SHANGHAI (Reuters) – Chinese hedge fund managers parried criticism of their trading techniques and market impact on Tuesday, a day after the country’s top securities regulator said the rapidly growing number of “quants” was a challenge to stock exchanges.
Yi Huiman, chairman of the China Securities Regulatory Commission (CSRC), said on Monday bourses should be paying attention to a surge in quantitative trading on the mainland. Quants, as traders and funds that engage in such trading are known, employ fast computers that use mathematical and statistical analyses to trade.
In mature markets, such quantitative and high-frequency trading had led to better liquidity, but also spawned herd behaviours, greater volatility and unfairness, Yi said.
Fund managers were quick to deflect that criticism, which comes at a time of heightened market concerns as China launches a series of regulations against sectors ranging from technology to private tutoring.
Yi’s remarks also come as analysts debate the role of China’s ‘flash boys’ — the data-driven, fast-paced hedge fund traders — in a thriving stock market.
“You cannot just blame quants, without blaming long-only funds” for causing market problems, said Yuan Yuwei, a hedge fund manager at Water Wisdom Asset Management.
“Actually, long-only funds do more harm to markets” in China, where short selling of shares is restricted, he said.
Xueming Zhang, head of Antifragile Investment at China iFund Asset Management Co Ltd, distanced his company from the type of funds potentially being targeted by regulators.
“Our quantitative strategy is different from the mainstream these days, which is high-frequency trading,” Zhang said.
“It’s understandable that regulators don’t want to see barbaric growth of the sector triggering excessive volatility.”
China’s quantitative private funds totalled nearly 1 trillion yuan ($154.6 billion) at the end of June, according to Citic Securities.

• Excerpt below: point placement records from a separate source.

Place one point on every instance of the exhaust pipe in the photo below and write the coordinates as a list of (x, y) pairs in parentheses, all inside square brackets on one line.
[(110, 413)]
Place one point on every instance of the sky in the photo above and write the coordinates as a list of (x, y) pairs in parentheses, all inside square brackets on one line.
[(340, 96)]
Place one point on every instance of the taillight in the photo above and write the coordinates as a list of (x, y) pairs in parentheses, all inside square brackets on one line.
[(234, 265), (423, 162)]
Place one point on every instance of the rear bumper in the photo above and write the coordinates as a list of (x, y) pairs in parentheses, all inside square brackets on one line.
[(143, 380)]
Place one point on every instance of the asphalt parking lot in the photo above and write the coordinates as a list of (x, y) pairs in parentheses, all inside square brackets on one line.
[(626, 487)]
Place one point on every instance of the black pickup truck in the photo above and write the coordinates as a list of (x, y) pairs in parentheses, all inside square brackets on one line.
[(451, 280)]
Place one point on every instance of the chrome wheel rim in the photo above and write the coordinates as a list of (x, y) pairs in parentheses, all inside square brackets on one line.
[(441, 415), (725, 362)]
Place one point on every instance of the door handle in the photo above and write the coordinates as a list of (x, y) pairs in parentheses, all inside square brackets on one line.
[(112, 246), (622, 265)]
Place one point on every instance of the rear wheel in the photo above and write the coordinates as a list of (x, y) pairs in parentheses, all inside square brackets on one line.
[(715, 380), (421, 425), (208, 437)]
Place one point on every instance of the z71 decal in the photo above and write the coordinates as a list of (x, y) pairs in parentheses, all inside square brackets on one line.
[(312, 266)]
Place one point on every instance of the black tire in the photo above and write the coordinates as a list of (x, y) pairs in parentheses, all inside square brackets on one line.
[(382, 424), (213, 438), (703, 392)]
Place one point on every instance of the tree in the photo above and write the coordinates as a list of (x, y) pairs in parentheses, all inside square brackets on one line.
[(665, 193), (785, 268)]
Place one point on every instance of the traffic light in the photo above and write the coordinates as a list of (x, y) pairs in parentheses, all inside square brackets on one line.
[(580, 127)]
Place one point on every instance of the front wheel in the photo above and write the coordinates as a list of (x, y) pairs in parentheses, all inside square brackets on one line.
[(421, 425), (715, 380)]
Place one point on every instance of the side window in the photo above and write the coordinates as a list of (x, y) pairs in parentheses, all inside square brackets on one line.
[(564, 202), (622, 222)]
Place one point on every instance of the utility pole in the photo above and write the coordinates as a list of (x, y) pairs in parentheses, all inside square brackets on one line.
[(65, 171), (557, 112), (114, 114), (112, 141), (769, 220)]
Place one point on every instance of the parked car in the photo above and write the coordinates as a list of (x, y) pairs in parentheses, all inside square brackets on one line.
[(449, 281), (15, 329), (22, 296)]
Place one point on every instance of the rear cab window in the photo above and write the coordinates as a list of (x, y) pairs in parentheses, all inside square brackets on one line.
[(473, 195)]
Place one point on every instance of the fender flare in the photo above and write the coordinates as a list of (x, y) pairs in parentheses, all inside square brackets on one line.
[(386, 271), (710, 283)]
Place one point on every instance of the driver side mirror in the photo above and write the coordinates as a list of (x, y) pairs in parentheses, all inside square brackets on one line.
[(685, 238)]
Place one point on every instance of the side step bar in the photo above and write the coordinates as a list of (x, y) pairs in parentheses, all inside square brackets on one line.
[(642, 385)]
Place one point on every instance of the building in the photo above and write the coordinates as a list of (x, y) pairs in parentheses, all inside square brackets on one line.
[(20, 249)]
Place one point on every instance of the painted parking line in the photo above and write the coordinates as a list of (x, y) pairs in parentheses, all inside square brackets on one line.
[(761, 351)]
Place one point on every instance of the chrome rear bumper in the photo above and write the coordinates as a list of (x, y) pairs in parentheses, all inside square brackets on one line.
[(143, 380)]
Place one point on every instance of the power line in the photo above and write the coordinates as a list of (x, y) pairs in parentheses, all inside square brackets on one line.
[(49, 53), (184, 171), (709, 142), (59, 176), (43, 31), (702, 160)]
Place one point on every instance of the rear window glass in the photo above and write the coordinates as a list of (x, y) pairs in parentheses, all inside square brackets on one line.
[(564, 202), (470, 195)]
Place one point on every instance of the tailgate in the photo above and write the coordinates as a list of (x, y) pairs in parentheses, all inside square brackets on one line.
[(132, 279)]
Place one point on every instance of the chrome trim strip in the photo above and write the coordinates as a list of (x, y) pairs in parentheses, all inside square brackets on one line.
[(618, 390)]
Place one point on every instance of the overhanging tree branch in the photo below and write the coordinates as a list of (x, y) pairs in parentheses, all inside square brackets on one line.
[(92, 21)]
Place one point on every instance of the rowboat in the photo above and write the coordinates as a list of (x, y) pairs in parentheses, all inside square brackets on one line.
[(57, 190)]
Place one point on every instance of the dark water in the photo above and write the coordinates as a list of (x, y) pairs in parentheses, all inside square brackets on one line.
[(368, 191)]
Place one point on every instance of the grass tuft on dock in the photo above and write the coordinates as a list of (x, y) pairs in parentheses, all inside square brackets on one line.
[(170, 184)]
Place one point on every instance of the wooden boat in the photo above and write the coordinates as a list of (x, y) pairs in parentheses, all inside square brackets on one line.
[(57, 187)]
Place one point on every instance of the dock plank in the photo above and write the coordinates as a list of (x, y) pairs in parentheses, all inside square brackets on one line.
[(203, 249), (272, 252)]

That’s almost ten times their size in 2017.
The chief executive of a major high-frequency hedge fund in China said the asset manager had been in constant contact with regulators, who are studying the business.
“High-frequency trading under China’s stock trading mechanism is different from that in U.S. and European markets,” said the executive, who declined to be identified due to sensitivity of the topic. Under China’s system, stocks cannot be sold on the same day of purchase.
“But it’s a trend for regulators to set up an effective management framework, which we support.”
The spotlight on ‘flash boys’ coincides with an explosion in China’s stock trading volumes. Daily turnover has exceeded 1 trillion yuan for over 30 consecutive sessions.
Estimates of how much quant funds contribute to this turnover vary. Citic Securities puts the figure between 10%-15%, while Guosen Securities estimates it’s over 20%.
Some of the biggest players include High-Flyer Quant, Ubiquant Investment and Shanghai Minghong Investment Management Co. The market has also attracted global hedge fund houses such as Winton Group and Man Group, as China presses on with opening its capital markets.
Instead of imposing tighter regulations on hedge funds, China should improve its shorting mechanism and allow intraday trading of stocks, said Yuan of Water Wisdom.
“It’s time to reform the trading mechanism of A-shares,” he said.